The Siteimprove SEO module notifies users about pages that are excluded by noindex/nofollow. This article is intended to explain the difference between noindex and nofollow metatags, when to use them and how these tags affect web indexing and Search Engine Result Pages (SERPs).
Both noindex and nofollow are a part of the Robot Exclusion Protocol (REP), the standard for controlling how webpages on your site are indexed. Let's take a look at some examples of noindex and nofollow and how they control access and indexing of your website by Google and other search engines.
What is noindex and when to use it?
Usually when Googlebot finds a page, it reads all the links on that page and then fetches those pages and indexes them. This is the basic process by which Googlebot "crawls" the web. This is useful as it allows Google to include all the pages on your site, as long as they are linked together. What if you do not want some pages on your site to appear in Google's index? This is where the noindex metatag is applied.
When you add a "noindex" metatag to a webpage, it tells the search engine that it cannot add the page onto its search index even though the search engine can crawl the page.
Articles in CNN’s Breaking News section may only appear for a few hours before being updated and moved to the Articles section. In this case CNN would want the full articles indexed, not the breaking news section with a short part of the full article.

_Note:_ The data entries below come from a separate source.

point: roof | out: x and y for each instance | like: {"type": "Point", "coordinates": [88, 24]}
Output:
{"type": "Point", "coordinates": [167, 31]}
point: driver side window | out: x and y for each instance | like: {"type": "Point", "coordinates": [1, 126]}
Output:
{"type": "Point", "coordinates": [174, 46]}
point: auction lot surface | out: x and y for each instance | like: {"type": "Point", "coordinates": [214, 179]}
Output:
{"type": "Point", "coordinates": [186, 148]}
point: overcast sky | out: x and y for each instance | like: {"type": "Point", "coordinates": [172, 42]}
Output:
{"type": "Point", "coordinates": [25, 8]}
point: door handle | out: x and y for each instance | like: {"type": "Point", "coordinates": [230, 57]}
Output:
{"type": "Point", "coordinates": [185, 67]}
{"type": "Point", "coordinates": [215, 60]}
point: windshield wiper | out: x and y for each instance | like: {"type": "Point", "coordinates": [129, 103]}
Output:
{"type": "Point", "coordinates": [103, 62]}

So you could add a noindex tag on the articles, currently in the Breaking news section and remove the tag, once the article is not breaking news anymore.
To turn regular links into noindex links, add "noindex" to the HTML code:
<a href="http://www.example.com" rel="noindex">Link text</a>
What is nofollow and when to use it?
Nofollow is a HTML attribute that instructs most search engines to refrain from following a link and thereby transfer value to the page linked to. Some SEO experts interpret this as a way of telling search engines that you do not trust or cannot vouch for the content of the link being linked to. So in short, if you do want a search engine to index your web page in search, but you don't want it to follow the links on that page; add a nofollow tag to your page.
To turn regular links into nofollow links, add "nofollow" to the HTML code*:
<a href="http://www.example.com" rel="nofollow">Link text</a>
*You can manually add the code by hand, but many CMS will automatically insert it when needed. Talk to your webmaster for advice.
When users search in Google with news related phrases, CNN would like their article sections (with articles) to be on top in SERPs, because articles are CNN’s most valuable asset.
It would not make sense to have their Login section at the top.
So a way to tell Google that articles are more important that logging in, CNN would add the nofollow tag to their login link.
Note: The Siteimprove crawler does not consider "noindex" or "nofollow" when determining what content to crawl. We crawl based on crawl settings.